Abuse victims to demand reform on Vatican visit

IRISH survivors of clerical sex abuse have been invited to travel to the Vatican on October 31 to demand change from the Roman Catholic Church.

Abuse victims to demand reform on Vatican visit

The event, billed as a Day of Reformation, is being organised by an Irish-American victim of clerical abuse from Boston.

Bernie McDaid, the son of Donegal parents who was abused as a 12-year-old altar boy 40 years ago, has said survivors will be offering the Church an opportunity to “open up your doors and say you are sorry”.

Mr McDaid, who met Pope Benedict XVI in Washington in 2008, admitted that five-minute meeting had achieved nothing.

He told the Humbert Summer School in Ballina yesterday that he believed the event “on the eve of All Saints” would be an opportunity for people to change the Church and should mark the beginning of a Year for Survivors.

He invited survivors from every parish in Ireland, priests, nuns and anyone who still belonged to the Church, to stand with victims on what he hoped would be a day of healing.

Marie Collins, a fellow survivor of clerical abuse, welcomed the idea and told the school that she hoped to attend, although she cautioned that it should not be another opportunity for the Vatican to ignore victims.

Ms Collins told the school that while trying to bring her priest abuser to justice she realised how “morally bankrupt” the Irish hierarchy was and how they were willing to ignore civil and natural law to protect clerical colleagues.

The Pope’s failure to accept the resignations of two Dublin auxiliary bishops showed how empty his words of “remorse and shame” to the Irish people had been, she claimed.

“How can anyone respect a church which sees half of its members as second class citizens – nothing more than a source of sinful temptation to men?” she asked.

While the law on women having to be churched or cleansed after childbirth had changed, “the medieval male attitudes have not”, she added.

Ms Collins also accused the majority of Irish priests of having let many people down “by their abject failure to speak up” in the wake of the Ryan and Murphy reports.

Augustinian priest Fr Iggy O’Donovan told the school that the recent refusal of the Pope to accept the resignations of the auxiliary bishops has “everything to do with Church authority and little to do with whether or not these gentleman were vigilant in their duties when it came to protecting innocent children”.

Drogheda-based Fr O’Donovan said the message from Rome was very clear – “nobody, not even the vast majority of the faithful, tells us what to do”.

He said past controversial issues such as Humanae Vitae were more about the Church’s authority than about the right of women to contraception.

US-based Bishop Bridget Mary Meehan, of the Roman Catholic Womenpriests group, accused the Catholic Church of misogyny for its failure to ordain women priests.

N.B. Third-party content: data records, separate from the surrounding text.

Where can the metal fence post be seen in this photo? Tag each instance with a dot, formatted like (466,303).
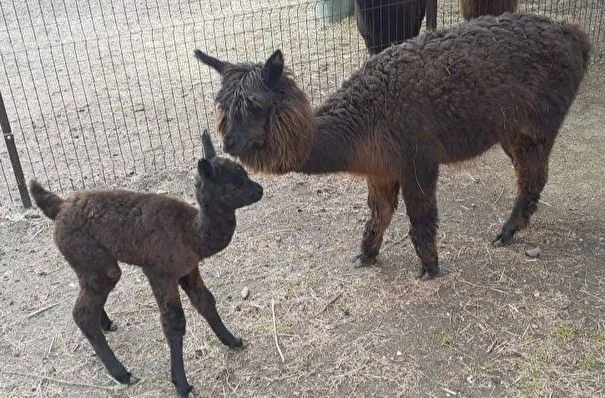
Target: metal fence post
(9,140)
(431,14)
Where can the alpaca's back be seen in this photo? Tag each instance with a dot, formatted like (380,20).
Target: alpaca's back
(464,89)
(136,228)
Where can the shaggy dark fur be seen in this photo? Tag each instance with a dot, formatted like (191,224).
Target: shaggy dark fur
(475,8)
(443,97)
(382,23)
(165,236)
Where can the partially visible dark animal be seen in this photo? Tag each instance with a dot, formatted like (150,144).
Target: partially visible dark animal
(443,97)
(382,23)
(165,236)
(475,8)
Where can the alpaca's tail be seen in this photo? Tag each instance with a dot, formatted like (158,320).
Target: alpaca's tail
(48,202)
(582,41)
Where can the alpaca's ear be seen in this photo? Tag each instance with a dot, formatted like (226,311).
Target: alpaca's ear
(214,63)
(206,169)
(209,151)
(273,68)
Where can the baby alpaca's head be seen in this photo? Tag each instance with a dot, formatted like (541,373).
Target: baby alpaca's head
(223,182)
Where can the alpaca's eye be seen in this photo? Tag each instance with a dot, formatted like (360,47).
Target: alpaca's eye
(256,110)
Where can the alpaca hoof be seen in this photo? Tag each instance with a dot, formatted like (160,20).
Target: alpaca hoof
(364,260)
(502,239)
(126,378)
(109,327)
(133,380)
(233,342)
(237,343)
(191,394)
(186,392)
(430,273)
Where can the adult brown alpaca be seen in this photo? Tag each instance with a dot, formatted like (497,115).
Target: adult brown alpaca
(475,8)
(165,236)
(443,97)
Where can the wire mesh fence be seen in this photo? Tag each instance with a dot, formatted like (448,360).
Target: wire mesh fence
(99,90)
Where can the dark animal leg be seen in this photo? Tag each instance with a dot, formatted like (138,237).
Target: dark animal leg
(419,194)
(203,300)
(530,159)
(87,312)
(382,200)
(166,292)
(106,324)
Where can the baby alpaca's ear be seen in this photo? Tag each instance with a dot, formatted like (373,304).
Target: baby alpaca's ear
(273,68)
(206,169)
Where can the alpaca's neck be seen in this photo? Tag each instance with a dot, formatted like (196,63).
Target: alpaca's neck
(213,229)
(333,150)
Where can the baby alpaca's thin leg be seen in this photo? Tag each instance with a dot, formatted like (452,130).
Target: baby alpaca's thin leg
(94,289)
(172,316)
(106,324)
(203,300)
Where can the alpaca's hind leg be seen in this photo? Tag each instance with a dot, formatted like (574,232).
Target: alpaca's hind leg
(382,200)
(172,316)
(530,159)
(419,194)
(107,324)
(94,289)
(203,300)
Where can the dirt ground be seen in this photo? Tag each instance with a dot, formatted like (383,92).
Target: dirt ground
(496,323)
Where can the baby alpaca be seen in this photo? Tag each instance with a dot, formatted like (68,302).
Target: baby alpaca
(165,236)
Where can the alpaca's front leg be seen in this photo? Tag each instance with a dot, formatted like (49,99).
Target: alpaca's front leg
(419,194)
(382,200)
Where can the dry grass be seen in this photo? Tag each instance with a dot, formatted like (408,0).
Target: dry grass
(495,324)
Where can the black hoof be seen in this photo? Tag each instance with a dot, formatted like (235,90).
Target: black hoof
(109,326)
(364,260)
(431,273)
(232,342)
(236,343)
(186,391)
(503,239)
(126,378)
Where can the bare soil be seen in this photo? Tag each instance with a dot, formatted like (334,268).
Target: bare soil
(122,104)
(496,323)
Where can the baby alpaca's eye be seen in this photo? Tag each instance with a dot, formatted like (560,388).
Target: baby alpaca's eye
(256,110)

She said the Vatican was now placing the ordaining of women on the list of grave sins, alongside paedophilia, heresy, apostasy and schism.

But she warned that like Rosa Parks, the black woman who refused to sit in the back of the bus in Birmingham, Alabama, “we will not accept second class membership in our Church. No Vatican punishment will stop our movement”.

Irish women were urged to gather at the Papal Cross in the Phoenix Park on September 26, the day earmarked for a boycott of Sunday Mass by 80-year-old Jennifer Sleeman, to highlight the Church’s attitude to women.

Survivor Andrew Madden urged the Government not to “water down” the proposed amendment to the constitution on children’s rights and said mandatory reporting should be put on a statutory basis.

Victims urged to follow the money

PEOPLE seeking justice from the Catholic hierarchy for clerical sex abuse were advised yesterday to “follow the money”.

Lawyer Patrick Wall, who has represented a number of US-based victims of Irish priests Brendan Smith and Sean Fortune, urged people to follow the money “because that is what they care about”. He said a lot of information could be gleaned by watching what bishops do with funds for example if they suddenly sell off land or if they redirect monies into a new account or trust fund.

Mr Wall said there would be no change in the Catholic Church “until a bishop does jail time”.

He said the crime of not notifying the authorities about child abuse had to be enforced and people convicted had to be jailed.

Maeve Lewis, head of One in Four, said it was her “earnest hope” that criminal prosecutions would be brought against anyone in authority who failed to act. She described the lack of response by Irish priests to recent scandals as “incredible”.